US Supreme Court justices heard arguments today, Feb. 27, in Microsoft's ongoing battle with the US government over data privacy.

According to early reports from Reuters and the Associated Press, some of the justices seemed nonplussed by Microsoft's claims that data stored overseas should not be accessible to government prosecutors.

The Supreme Court is not expected to rule on the case until the end of June 2018.

Reuters reported on Feb. 27 that at least two of the conservative court justices hinted at support for the Justice Department -- not Microsoft -- in the matter. Two of the liberal justices questioned whether the court needed to act, given Congress is currently considering legislation that would resolve the issue. The AP said the Court was signaling it would allow the government to require US tech companies to hand over stored data, regardless of where it actually resides.

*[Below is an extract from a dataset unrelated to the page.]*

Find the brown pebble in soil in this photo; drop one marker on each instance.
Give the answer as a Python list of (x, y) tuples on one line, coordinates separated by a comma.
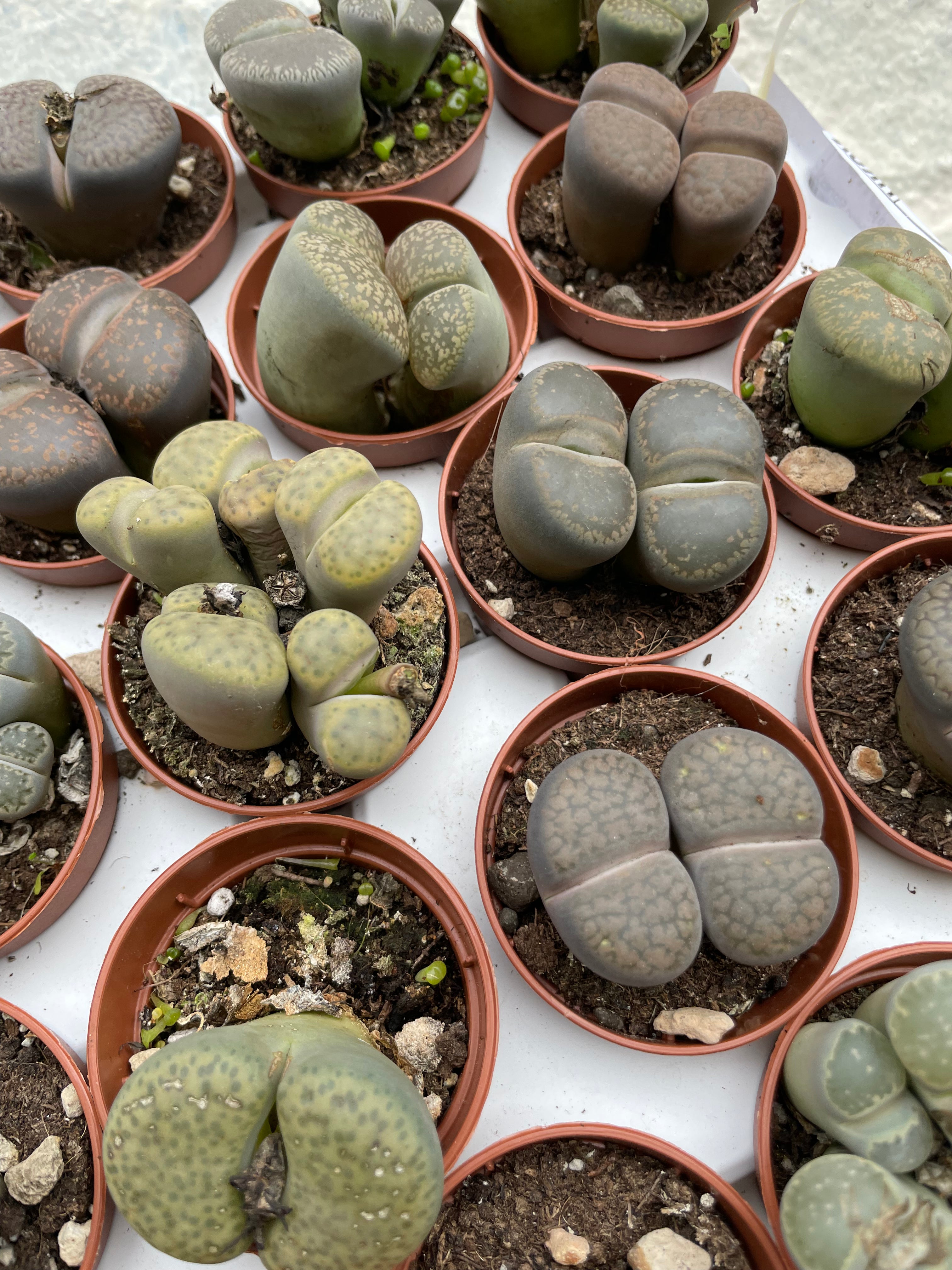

Microsoft's data-privacy case began in 2013 over emails from a drug trafficking investigation suspect stored in Microsoft servers in Dublin. A federal judge in New York issued a warrant for the emails, and Microsoft decided to challenge the order in court.

Microsoft officials have argued the laws pertaining to this case are antiquated -- dating back to the Stored Communications Act from 1986 -- and need to be updated for the cloud-computing era. Brad Smith, Microsoft's president and chief legal officer, argued in a blog post again today that data privacy is an issue that Congress, not the courts, needs to address.

Microsoft and other tech companies, many of which have sided with the Redmond giant in its current legal case, worry that a ruling in favor of the government may affect their ability to gain customers' trust and business.

Microsoft has instituted some creative approaches to try to protect the sovereignty of customer data in some creative ways, such as setting up its German datacenters to store data locally and be administered by a third-party data trustee.

Update (Feb. 27): Smith, in his remarks following Microsoft's appearance today, reiterated the importance of the legislation. From those remarks:

"I think it's important that even the Justices reflected on the fact that there is now bipartisan legislation pending before Congress that talks specifically about the Cloud Act. It seems to be the one thing that we can all agree on, that we need Congress to move, and we need Congress to move now."